Também acho que o Presidente Lula não reagir aos ataques que começaram em 2005 e nunca cessaram, faz parte de uma estratégia maior. No começo cheguei a pensar que ele estava errado, mas as eleições provaram que o errado era eu. Há tempos que estou dizendo ''não substimem a inteligência e a capacidade de mexer as pedras do tabuleiro deste brasileiro chamado Lula'' abraço Cid
Miguel, parabéns por sua análise. Perfeita. Algum dia um psicólogo preparado vai nos desvendar o mistério dessas elites que preferem dar "um tiro no pé" de seus negócios a abrirem mão de seus preconceitos e sua miopia mesquinha. Veja o caso de Vargas. Basta estudá-lo (e não apenas seguir o discurso dominante na mídia) para ver que o cara, a despeito de seus erros, inventou o Brasil moderno, com voto secreto, voto feminino, jornada de 8 horas, CLT, Previdência Social, Justiça do Trabalho, Justiça Eleitoral, nacionalização do subsolo (quando os americanos e seus seguidores aqui dentro faziam piada da simples menção à possível existência de petróleo no Brasil) e apoio à industrialização... enfim, nada disso existia, apenas uma República Velha baseada no poder agrícola e um sistema "eleitoral" discricionário e viciado.

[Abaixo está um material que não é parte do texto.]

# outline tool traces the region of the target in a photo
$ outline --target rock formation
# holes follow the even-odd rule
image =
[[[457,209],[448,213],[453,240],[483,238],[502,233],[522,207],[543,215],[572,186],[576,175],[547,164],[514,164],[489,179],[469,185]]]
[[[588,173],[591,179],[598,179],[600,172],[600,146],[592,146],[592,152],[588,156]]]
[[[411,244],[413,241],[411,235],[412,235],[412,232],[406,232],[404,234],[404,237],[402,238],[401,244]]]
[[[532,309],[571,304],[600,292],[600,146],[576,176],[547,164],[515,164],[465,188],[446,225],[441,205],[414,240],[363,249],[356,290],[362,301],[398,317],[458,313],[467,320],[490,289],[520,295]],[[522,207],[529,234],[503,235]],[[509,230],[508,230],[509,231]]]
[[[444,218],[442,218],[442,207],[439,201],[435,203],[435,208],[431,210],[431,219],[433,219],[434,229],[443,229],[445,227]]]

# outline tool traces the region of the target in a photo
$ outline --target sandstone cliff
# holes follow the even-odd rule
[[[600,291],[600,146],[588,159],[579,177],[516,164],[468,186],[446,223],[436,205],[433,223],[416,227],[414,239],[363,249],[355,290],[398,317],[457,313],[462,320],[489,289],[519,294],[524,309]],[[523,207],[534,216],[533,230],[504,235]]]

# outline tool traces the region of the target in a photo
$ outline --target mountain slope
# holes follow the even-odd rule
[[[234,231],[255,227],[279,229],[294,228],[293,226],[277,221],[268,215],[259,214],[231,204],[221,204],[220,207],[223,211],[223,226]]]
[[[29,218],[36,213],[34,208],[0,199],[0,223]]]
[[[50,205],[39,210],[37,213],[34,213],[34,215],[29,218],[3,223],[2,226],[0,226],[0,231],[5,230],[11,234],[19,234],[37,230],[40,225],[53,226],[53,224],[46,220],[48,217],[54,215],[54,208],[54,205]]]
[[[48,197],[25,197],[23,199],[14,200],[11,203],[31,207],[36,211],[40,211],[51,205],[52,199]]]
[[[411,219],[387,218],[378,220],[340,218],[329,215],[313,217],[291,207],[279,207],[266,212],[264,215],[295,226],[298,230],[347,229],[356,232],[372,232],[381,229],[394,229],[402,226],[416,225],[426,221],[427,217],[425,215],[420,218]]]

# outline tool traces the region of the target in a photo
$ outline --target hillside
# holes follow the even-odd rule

É graças a esse Brasil moderno que nossos empresários puderam crescer como cresceram, inclusiva a família Marinho, que levou Getúlio ao suicídio com o tal "mar de lama" que O Globo ajudou a propalar – que, diga-se, depois não foi provado e sumiu do noticiário, pois o "objetivo" (que era só político) já havia sido alcançado.
Nada diferente do que fazem hoje com o Governo Lula.
Só que agora o rabo deles está de fora. "Está todo mundo vendo", como já dizia a música cantada por Ivan Lins.